Seadragon is a zooming-panning technology, owned by Microsoft, and used as a component in other tools, such as PhotoZoom, Silverlight, Photosynth, and various Microsoft mapping applications. When it was acquired by Microsoft in 2007 it got attention as a powerful component of other Microsoft applications, but I haven’t seen it featured as a potential interface design tool for ebooks. This is a relatively small part of the videos below, but the screenshots give a feel for it. These are from two different videos, both showing how the system can be used to zoom in on pages from a book.

The sequence above, which is made up of 800 images from a map collection at the Library of Congress, shows how easy it is to zoom in to find pages that have text and pictures together. This video (2:13) is made by the company from which Microsoft bought Seadragon.

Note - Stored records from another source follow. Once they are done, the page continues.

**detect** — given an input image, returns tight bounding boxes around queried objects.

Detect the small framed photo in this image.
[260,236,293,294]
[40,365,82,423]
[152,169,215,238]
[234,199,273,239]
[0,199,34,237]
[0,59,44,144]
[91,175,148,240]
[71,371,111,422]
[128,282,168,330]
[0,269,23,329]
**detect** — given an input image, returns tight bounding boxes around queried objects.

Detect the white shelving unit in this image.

The second sequence is from a video (7:42, the first 2:50 on Seadragon) of a talk by Blaise Aguera, the creator of Seadragon. As indicated, it shows zooming in on a large text source.

Both of these videos emphasize the obvious usefulness of Seadragon technology for mapping applications. But they also show that it has potential usefulness for viewing online e-books — So it’s too bad Microsoft dropped out of the Internet Archive digitization project in May, 2008!

4 thoughts on “Seadragon and Ebooks

  1. Way back in the ’80s I used similar systems to create ‘data spaces’ in software development projects. One I ran on behalf of the UK’s CAA used something almost identical to this for document retrieval. It is very effective and can be taken much farther than this. We had a powerful search tool running where each pixel represented a document. Pixels were located, brightened and coloured according to algorithms that worked on the document metadata. You can imagine how much data could be displayed in a small amount of screen real-estate.

    It’s odd that this kind of system (which was in the research literature long before I came across it) is now ‘owned by Microsoft’. I assume they managed to patent it too, despite all the 20-odd-year-old prior art.

  2. Sounds fascinating! – Do you have any links to the projects you describe, or more specific project names that would be searchable? Sounds like it would be worth writing up.

  3. Lol! Links to the projects? Afraid not. This was all many years before the Web was available. Besides, it was all commercially confidential work for paying customers and was never published. The rights to it belonged to the company I worked for but the division that did the work was shut down more than ten years ago and the whole company has merged with a big Dutch company since. I doubt there is any way to trace the records of those projects – if they still even exist.

    The academic research on which it was based will still be available I assume – although maybe not online. Sadly, after 25 years, I’ve forgotten the names of the researchers who did the work. Most things exciting came from Xerox PARC in those days, so that might be a plce to start looking.